Search code examples
pythonbeautifulsouppython-requestsscreen-scrapingcpu-word

code for counting word frequency in website using Python doesn't output the right frequency


I'd like to count the frequency of a list of words in a specific website. The code however doesn't return the exact number of words that a manual "control F" command would. What am I doing wrong?

Here's my code:

import pandas as pd
from bs4 import BeautifulSoup
import requests
from selenium import webdriver
import re

url='https://www.gov.uk/government/publications/specialist-quality-mark-tender-2016'
fr=[] 
wanted = ['tender','2020','date']    
for word in wanted:
    a=requests.get(url).text.count(word)
    dic={'phrase':word,
          'frequency':a,              
            }          
    fr.append(dic)  
    print('Frequency of',word, 'is:',a)
data=pd.DataFrame(fr)    

Solution

  • Refer to the comments in your question to see why using requests might be a bad idea to count the frequency of a word in the "visible spectrum" of a webpage (what you actually see in the browser).

    If you want to go about this with selenium, you could try:

    from selenium import webdriver
    
    url = 'https://www.gov.uk/government/publications/specialist-quality-mark-tender-2016'
    
    driver = webdriver.Chrome(chromedriver_location)
    driver.get(url)
    body = driver.find_element_by_tag_name('body')
    
    fr = [] 
    wanted = ['tender', '2020', 'date']    
    for word in wanted:
        freq = body.text.lower().count(word) # .lower() to account for count's case sensitive behaviour
        dic = {'phrase': word, 'frequency': freq}          
        fr.append(dic)  
        print('Frequency of', word, 'is:', freq)
    

    which gave me the same results that a CTRL + F does.
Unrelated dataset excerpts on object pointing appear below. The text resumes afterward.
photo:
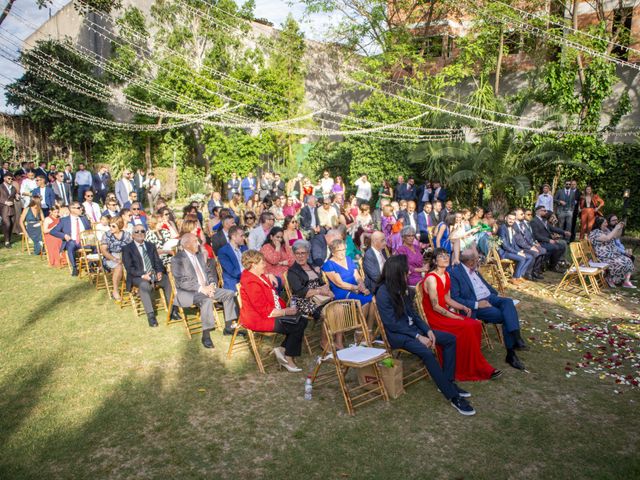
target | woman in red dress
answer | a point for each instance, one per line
(470, 363)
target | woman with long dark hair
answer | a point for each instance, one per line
(407, 330)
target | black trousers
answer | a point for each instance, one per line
(293, 335)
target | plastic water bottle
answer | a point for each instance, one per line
(308, 388)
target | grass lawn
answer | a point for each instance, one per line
(89, 391)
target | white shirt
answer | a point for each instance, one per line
(92, 209)
(479, 288)
(364, 189)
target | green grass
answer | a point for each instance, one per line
(89, 391)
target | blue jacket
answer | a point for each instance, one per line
(462, 288)
(398, 328)
(231, 268)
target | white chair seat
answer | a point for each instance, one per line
(358, 354)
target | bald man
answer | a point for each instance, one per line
(374, 259)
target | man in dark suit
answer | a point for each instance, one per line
(68, 230)
(374, 260)
(509, 249)
(61, 190)
(197, 284)
(144, 270)
(222, 235)
(474, 292)
(9, 195)
(542, 234)
(309, 220)
(47, 196)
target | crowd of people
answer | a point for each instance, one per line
(319, 241)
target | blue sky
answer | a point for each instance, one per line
(275, 11)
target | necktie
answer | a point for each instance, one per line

    You can test BeautifulSoup too (which you're importing by the way) by modifying your code a little bit:

    import requests
    from bs4 import BeautifulSoup
    
    url = 'https://www.gov.uk/government/publications/specialist-quality-mark-tender-2016'
    fr = [] 
    wanted = ['tender','2020','date']    
    a = requests.get(url).text
    soup = BeautifulSoup(a, 'html.parser')
    for word in wanted:
        freq = soup.get_text().lower().count(word)
        dic = {'phrase': word, 'frequency': freq}          
        fr.append(dic)  
        print('Frequency of', word, 'is:', freq)
    

    That gave me the same results, except for the word tender, which according to BeautifulSoup appears 12 times, and not 11. Test them out for yourself and see what suits you.